È singolare vedere, in un mondo che cambia e dimentica rapidamente, portare avanti con rigore, impegno e positività un progetto simile, che pur arricchendosi continuamente di contaminazioni, resta lo stesso nella sua essenza.
Che è quella di tessere con cura e accoglienza, un magnifico arabesco fatto di etica, morale, arte, ecologia, natura.
E che per la sua coerenza crea comunità partecipativa. Comunità di artisti, di pubblico, di visioni che trovano uno spazio di confronto, di sperimentazione.
Questo festival itinerante, nonostante gli anni è rimasto infatti spazio aperto al dialogo tra teatro, danza, performance site specific, musica, e pratiche performative itineranti con cammini dal tramonto all’alba, dall’alba al tramonto. Talvolta si attraversa il silenzio, ma anche il sonoro ineffabile che esso contiene.
Da sabato 27 giugno a domenica 5 luglio 2026 il festival porta infatti spettacoli, performance site specific, esperienze itineranti in cammino, concerti, pratiche zen.
Lo fa tra la natura del Monte di Brianza, del Parco del Monte Barro, del Parco Regionale di Montevecchia e della Valle del Curone.

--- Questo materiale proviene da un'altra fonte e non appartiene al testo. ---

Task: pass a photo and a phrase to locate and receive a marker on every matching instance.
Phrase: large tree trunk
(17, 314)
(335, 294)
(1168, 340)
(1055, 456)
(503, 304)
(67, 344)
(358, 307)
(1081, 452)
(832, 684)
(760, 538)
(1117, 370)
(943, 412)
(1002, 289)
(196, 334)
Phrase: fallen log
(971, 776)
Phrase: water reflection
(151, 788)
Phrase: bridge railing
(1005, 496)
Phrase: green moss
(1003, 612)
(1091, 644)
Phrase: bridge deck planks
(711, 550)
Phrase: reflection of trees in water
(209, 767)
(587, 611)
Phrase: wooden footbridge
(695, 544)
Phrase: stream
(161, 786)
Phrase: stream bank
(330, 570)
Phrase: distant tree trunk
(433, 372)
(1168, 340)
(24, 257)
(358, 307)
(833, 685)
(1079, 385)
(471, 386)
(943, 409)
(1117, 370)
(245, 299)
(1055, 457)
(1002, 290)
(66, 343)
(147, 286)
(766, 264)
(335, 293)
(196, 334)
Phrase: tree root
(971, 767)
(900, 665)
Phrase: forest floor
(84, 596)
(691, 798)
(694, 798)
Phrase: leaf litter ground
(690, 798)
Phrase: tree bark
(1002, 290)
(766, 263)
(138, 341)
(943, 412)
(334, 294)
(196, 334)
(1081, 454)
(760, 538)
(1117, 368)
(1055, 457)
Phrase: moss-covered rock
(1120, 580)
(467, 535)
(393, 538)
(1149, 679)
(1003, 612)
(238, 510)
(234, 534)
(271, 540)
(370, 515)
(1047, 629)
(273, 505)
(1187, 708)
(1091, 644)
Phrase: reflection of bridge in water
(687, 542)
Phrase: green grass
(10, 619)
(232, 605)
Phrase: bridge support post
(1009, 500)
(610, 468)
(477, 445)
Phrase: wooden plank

Tocca i comuni di Colle Brianza, Olgiate Molgora, Ello, Olginate, Galbiate.

Cuore esperienziale e progettuale della 22ª edizione sono i due grandi eventi speciali con la regia di Michele Losi: La notte di Ecate nella notte del 30 giugno ed Errando per antiche vie, Cap. 2 Il Buddha silente del Monte di Brianza a chiusura del festival il 5 luglio.
La notte di Ecate è un articolato percorso dal tramonto all’alba in cui natura, teatro e danza si intrecciano in una drammaturgia diffusa. Il pubblico, suddiviso in tre gruppi, attraversa diverse stazioni esperienziali vivendo la notte come soglia percettiva, in dialogo con l’archetipo di Ecate.
Errando per antiche vie, Cap. 2 Il Buddha silente del Monte di Brianza, è invece un cammino performativo di 16 ore dall’alba al tramonto, che attraversa sette luoghi tra il borgo di Mondonico e il Monte Barro, passando per la dorsale del Monte di Brianza e che unisce pratiche zen con il monaco giapponese Seigaku.
Tra boschi, antichi sentieri romanici, campi e piazze, tante sono le performance e le visite guidate immersive.
Tra le tante ne ricordiamo alcune. La prima nazionale del nuovo spettacolo di Stefano Cuzzocrea, Senza P; tre anteprime nazionali una di AZIONIfuoriPOSTO, Sogni al Campo, una di Erica Meucci Nel tempo del serpente e quella di Sergio Beercock, La congiura di Nessuno.
Ci sono due studi, di Oscar De Summa e Ippolito Chiarello, e una prima regionale di Luca Maria Baldini che è un lavoro audiovideo su compresenza tra passato, presente e futuro.

Tra gli spettacoli più attesi, la nuova produzione di Giulio Santolini/ CollettivO CineticO, il ritorno al festival di Alessandra Cristiani con il suo Langelo che dialoga col silenzio, la versione site specific di MY AGE di Silvia Gribaudi con Qui e Ora Residenza Teatrale e la storica performance A(1)BIT di Sanpapié.
C’è anche Il Cacciatore di streghe, di Filippo Renda (MTM), che si conclude con un Live dj set.
Molti lavori si inseriscono in un tessuto artistico che dialoga con gli archetipi: dalla figura di Ecate a quella di Medea (MTM e Margine Operativo), dal mito di Ciclope ripreso in La Congiura dei Nessuno di Sergio Beercock, ai culti locali legati all’acqua. Il mito diventa qui strumento vivo di indagine del contemporaneo.
Giuseppe di Bella arriva con la sua chitarra per due concerti, che sono racconti di vita o fiabe in musica.
E per non dimenticarci della Storia, quella “incapace di consolare le cavie che non sanno il perché della loro morte”, Ippolito Chiarello ce ne porta una: La Cantata dell’eroe. É quella di un migrante che racchiude quella di tutti i migranti. Che siamo noi tutti, migranti della vita, privi di connotazione geografica, che desideriamo accoglienza, ascolto, essere visti.